Bref, nous avons assisté à un flux de redistribution à l’envers. Les riches bénéficient alors d’une double récompense : le cadeau fiscal d’un côté, et le paiement d’intérêts de l’autre. Le premier leur permet de dégager l’épargne qui financera la dette. Laquelle a été créée par le cadeau fiscal lui-même. En tous cas, en principe puisqu’on l’a vu avec la dérégulation du système financier, cet argent n’a pas été perdu pour tout le monde et a servi à tout autre chose. Les Etats on même été obligés de renflouer les joueurs délinquants qui depuis lors ont repris leurs activités sans scrupules.
Une telle mécanique, que l’on prétend contredire par des « plans de rigueur », trouverait peut-être un meilleur remède dans un retour à une imposition plus progressive et à la mise ai-u rencart du pacte de stabilité européen tel qu’il existe (Politique monétaire uniquement anti-inflationniste et politique budgétaire d'austérité conduisent inévitablement à un taux de croissance faible (1), avec comme conséquences directes l'accroissement du chômage et des inégalités, l'accroissement des faillites touchant principalement les petites et moyennes entreprises, un découragement des initiatives de création d'entreprises, un appauvrissement du tissu économique et de la recherche)
À la place, il faut en revenir au niveau européen aux politiques keynésiennes.
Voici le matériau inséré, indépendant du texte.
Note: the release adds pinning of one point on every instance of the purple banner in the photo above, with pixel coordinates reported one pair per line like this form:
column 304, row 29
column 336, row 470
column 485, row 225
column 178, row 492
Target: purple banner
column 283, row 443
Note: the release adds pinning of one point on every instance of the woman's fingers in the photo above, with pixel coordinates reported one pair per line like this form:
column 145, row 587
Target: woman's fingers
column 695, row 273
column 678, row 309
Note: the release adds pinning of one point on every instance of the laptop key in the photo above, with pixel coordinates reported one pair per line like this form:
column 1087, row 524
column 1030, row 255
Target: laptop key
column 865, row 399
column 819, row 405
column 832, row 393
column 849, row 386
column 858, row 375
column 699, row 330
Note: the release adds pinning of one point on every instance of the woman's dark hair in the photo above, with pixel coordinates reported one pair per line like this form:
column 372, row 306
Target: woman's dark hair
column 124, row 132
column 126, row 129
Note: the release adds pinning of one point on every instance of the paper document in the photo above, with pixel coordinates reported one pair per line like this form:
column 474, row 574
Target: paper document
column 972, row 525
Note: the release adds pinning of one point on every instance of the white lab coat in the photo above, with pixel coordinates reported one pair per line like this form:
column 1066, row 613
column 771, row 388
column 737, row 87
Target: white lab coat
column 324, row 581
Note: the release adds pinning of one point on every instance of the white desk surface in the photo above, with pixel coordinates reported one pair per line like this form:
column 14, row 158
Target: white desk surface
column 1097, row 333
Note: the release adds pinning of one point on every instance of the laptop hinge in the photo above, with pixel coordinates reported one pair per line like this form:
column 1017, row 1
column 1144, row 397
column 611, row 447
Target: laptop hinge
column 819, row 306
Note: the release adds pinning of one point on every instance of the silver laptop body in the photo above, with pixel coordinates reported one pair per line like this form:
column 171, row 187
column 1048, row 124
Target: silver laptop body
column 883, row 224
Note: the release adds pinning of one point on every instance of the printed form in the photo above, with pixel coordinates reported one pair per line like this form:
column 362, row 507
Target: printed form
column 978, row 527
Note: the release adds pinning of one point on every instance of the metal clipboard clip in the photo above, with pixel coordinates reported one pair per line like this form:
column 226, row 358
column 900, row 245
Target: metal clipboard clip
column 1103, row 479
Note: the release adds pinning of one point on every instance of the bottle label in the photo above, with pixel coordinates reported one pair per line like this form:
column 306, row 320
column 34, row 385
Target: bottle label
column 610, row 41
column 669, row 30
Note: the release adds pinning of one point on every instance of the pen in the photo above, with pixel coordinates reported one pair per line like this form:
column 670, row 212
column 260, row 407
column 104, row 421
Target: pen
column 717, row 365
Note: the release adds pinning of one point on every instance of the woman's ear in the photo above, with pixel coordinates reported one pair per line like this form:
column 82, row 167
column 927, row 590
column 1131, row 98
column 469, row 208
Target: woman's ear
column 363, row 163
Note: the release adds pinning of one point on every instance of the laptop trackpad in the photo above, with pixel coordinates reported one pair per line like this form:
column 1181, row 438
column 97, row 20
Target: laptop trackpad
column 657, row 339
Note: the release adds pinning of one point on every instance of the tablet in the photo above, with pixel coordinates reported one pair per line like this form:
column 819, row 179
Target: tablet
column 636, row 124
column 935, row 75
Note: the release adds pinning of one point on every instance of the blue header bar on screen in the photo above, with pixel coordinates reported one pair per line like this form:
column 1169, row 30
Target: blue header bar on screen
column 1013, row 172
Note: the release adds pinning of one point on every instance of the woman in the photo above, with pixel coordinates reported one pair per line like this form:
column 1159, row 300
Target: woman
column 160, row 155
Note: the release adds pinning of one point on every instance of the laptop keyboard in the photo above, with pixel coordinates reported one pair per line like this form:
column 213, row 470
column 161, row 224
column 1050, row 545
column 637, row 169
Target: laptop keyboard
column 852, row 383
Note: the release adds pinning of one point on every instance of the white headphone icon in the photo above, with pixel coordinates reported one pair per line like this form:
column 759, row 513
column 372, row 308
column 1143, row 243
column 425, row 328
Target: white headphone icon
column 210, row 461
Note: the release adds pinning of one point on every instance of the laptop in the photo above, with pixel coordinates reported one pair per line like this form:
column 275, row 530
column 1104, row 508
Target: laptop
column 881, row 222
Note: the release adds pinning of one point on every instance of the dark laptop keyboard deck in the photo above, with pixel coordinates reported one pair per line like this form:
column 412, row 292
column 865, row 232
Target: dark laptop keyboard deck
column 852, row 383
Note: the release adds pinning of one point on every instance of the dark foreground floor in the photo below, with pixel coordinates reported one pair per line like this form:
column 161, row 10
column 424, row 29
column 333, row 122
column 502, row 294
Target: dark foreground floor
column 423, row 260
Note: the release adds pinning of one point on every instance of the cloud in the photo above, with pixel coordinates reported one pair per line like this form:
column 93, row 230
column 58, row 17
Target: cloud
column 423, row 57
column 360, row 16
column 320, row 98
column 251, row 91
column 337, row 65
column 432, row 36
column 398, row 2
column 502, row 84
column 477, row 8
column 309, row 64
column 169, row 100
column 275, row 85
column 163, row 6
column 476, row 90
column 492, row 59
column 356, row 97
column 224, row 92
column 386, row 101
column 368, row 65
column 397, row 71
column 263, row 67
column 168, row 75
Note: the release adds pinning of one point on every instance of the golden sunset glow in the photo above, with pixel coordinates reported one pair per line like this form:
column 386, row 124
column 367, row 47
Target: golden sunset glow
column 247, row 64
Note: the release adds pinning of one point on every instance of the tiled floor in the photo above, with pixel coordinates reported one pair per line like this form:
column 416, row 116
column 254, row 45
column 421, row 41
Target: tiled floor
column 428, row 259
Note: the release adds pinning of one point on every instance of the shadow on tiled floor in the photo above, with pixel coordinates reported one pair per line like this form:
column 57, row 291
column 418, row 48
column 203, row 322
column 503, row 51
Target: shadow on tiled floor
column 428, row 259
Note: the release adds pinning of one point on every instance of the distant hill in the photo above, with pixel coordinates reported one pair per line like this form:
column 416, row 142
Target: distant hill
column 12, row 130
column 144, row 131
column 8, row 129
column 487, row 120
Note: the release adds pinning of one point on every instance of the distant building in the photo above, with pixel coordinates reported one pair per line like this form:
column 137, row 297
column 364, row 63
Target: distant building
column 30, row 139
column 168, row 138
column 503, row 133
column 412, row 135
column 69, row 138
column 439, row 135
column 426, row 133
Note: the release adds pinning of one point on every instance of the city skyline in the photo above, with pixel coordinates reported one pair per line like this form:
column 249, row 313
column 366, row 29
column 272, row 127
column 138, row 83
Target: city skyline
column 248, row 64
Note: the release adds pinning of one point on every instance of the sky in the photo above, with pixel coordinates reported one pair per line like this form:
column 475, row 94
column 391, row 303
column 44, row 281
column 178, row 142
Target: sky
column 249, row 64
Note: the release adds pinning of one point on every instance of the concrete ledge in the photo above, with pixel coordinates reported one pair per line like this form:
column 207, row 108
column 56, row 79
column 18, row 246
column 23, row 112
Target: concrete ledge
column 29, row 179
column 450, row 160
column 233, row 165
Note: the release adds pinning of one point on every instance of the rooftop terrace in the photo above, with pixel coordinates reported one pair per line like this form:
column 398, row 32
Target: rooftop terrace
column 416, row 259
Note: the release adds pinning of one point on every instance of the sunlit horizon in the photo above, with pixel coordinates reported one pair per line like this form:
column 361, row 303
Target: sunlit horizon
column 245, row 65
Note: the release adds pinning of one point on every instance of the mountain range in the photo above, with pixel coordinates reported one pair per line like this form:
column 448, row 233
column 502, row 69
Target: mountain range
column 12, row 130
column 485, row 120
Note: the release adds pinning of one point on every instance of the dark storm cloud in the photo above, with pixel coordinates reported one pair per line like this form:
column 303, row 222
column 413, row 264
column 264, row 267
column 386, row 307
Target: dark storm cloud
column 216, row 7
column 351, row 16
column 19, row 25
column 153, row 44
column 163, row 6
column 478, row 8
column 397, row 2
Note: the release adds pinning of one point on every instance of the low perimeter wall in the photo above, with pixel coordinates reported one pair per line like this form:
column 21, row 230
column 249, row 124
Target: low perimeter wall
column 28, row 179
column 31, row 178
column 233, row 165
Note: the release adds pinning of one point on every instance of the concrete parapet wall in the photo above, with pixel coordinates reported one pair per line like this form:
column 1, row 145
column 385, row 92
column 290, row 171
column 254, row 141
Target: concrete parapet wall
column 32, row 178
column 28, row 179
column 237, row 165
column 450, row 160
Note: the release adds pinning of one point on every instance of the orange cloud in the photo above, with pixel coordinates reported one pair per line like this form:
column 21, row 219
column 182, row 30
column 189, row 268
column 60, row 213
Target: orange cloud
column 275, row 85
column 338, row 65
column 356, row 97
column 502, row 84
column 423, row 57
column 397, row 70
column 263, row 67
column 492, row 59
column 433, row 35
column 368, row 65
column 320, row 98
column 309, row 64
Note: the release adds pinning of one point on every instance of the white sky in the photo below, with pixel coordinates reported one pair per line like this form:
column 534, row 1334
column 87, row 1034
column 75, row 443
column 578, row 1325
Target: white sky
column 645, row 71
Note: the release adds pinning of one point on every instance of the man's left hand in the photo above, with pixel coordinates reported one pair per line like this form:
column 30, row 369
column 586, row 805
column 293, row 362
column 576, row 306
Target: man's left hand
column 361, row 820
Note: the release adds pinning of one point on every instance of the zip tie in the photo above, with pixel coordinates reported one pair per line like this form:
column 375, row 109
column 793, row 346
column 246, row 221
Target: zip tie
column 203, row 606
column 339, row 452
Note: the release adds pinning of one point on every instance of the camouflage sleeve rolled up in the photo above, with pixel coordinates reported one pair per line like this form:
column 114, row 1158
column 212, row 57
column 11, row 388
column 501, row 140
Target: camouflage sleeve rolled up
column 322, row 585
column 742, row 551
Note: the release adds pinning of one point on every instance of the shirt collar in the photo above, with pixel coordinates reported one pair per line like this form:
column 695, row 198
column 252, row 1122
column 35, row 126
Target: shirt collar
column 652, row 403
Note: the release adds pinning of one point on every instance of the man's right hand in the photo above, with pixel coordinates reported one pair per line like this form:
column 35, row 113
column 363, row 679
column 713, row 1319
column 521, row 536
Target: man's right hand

Elles ont fait leurs preuves à l'échelle des États-nations entre 1945 et 1970. Elles ont fait leurs preuves aux États Unis d'Amérique dans la décennie 1990. Elles sont tout à fait possibles au niveau européen ou dans des politiques nationales coordonnées au niveau européen.
Puisque la coordination européenne des politiques restrictives au niveau budgétaire et monétaire est possible, il n'existe aucune raison que des politiques de croissance et de développement ne puissent pas se coordonner au niveau européen.
Mais qui va le proposer ? On ne parle plus d’organiser un « Nouveau Bretton Woods », les mâles propos des nos gouvernants sont oubliés et de toute façon, la grippe porcine va servir d’écran de fumée à un retour aux politique néo-libérales.
(1) La preuve en a été donnée, souvenez-vous : croissance faible entre 1992 et 1999, années pendant lesquelles ces politiques conjuguées ont été appliquées. La preuve a été donnée a contrario : croissance relativement forte entre 1999 et 2001, lorsque, l'EURO étant bien installé, ces politiques se sont relâchées.